Opting for one vaccine reflects short-term thinking

By: P.T., STA

There are more than a dozen potential vaccines on the market and hundreds more are still in the experimental stage, according to Dr. Piotr Rzymski, professor at the Poznan University of Medical Sciences. When it comes to vaccines, the expert recommends that countries should diversify.

Several vaccines are competing for recognition across the globe in a bid to offer the right solution against the coronavirus, but Dr. Piotr Rzymski believes it would be early to choose only one at this stage of the race.

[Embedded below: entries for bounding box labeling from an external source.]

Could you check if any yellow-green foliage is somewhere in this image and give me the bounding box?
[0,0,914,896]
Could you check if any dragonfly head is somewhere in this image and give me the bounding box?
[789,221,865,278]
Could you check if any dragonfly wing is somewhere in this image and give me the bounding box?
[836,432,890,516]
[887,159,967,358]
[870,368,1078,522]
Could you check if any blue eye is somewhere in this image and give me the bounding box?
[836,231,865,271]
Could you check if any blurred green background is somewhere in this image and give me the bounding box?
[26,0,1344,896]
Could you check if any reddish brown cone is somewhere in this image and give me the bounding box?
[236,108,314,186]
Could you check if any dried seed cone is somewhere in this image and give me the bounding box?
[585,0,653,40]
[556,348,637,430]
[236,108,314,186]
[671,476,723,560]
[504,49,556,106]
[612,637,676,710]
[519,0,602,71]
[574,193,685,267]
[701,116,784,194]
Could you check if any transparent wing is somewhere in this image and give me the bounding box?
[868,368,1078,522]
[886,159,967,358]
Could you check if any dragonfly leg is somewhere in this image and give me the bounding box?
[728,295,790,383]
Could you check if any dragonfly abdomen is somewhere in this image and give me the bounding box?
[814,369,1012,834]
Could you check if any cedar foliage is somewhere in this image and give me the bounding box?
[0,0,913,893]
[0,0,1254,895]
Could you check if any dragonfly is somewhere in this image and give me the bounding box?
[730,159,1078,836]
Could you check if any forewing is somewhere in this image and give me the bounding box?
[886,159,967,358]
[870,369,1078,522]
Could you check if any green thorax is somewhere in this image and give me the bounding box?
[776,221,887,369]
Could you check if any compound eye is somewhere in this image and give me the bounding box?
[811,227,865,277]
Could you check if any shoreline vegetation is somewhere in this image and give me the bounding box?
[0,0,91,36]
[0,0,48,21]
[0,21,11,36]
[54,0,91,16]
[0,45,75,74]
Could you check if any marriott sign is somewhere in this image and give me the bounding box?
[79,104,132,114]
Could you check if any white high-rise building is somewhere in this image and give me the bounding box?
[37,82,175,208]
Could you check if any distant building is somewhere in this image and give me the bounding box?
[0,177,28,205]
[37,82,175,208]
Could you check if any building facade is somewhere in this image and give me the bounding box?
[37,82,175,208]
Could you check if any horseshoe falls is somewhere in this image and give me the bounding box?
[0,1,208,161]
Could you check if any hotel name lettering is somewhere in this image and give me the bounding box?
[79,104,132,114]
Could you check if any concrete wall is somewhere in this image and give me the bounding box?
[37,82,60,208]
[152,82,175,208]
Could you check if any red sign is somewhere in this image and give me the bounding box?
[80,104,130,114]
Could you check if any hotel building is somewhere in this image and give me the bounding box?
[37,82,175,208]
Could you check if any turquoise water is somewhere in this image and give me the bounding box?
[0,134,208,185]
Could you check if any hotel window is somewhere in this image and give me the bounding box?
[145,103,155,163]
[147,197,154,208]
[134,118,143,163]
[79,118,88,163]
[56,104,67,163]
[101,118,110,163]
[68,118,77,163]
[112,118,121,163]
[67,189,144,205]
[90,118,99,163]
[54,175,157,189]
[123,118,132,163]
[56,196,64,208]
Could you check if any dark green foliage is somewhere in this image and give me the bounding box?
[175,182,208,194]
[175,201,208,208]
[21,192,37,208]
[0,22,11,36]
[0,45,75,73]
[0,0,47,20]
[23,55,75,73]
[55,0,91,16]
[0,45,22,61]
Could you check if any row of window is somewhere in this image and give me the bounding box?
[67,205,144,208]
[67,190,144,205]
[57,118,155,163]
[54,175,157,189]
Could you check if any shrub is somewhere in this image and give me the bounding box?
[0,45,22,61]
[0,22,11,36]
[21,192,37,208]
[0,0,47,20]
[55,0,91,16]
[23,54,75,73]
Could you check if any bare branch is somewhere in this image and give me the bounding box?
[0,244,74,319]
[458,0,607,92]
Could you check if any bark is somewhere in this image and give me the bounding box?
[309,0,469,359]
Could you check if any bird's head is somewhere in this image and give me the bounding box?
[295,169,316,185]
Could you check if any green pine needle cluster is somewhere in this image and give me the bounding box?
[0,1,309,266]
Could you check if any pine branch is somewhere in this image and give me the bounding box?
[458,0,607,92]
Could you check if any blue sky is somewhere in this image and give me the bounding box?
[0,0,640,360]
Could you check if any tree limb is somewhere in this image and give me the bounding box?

The expert points out that Chinese researchers had published the full genome of the virus on 10 January, sparking a fierce global competition to develop a vaccine. Vaccines are tested in four phases. First, researchers are testing the immune response as well as the body’s responses on healthy volunteers. In the second phase they study the vaccine’s efficiency at minimum doseage on a small group of adults to evaluate its safety and measure the immune response it generates. In the third phase of the clinical trials tens of thousands of people are tested for protection against a pathogen, while in the last phase researchers examine the vaccine’s long-term efficacy.

There are currently around a dozen vaccines in the third phase, Rzymski says, adding that hundreds of “candidates” are still waiting for the results, which makes the expert believe that “It would be short-sighted to opt for only one vaccine.”

Dr. Rzymski adds that so far Pfizer’s vaccine has been declared a winner in the media, but the competition is far from over and there are new reports on effective vaccines each day. Although Pfizer announced on Wednesday that its research had entered the final phase and the results appear to yield a 95% efficiency, Moderna also reported similar results with 94.5 per cent on Tuesday. Reports concerning AstraZeneca’s new vaccine are also promising and, according to the professor, “third-round studies show that it could be even more effective than Pfizer.”

The expert also pointed out that those who currently have a competitive edge over others may not necessarily be the eventual winners, so it is extremely important that countries contact as many pharmaceutical companies as possible.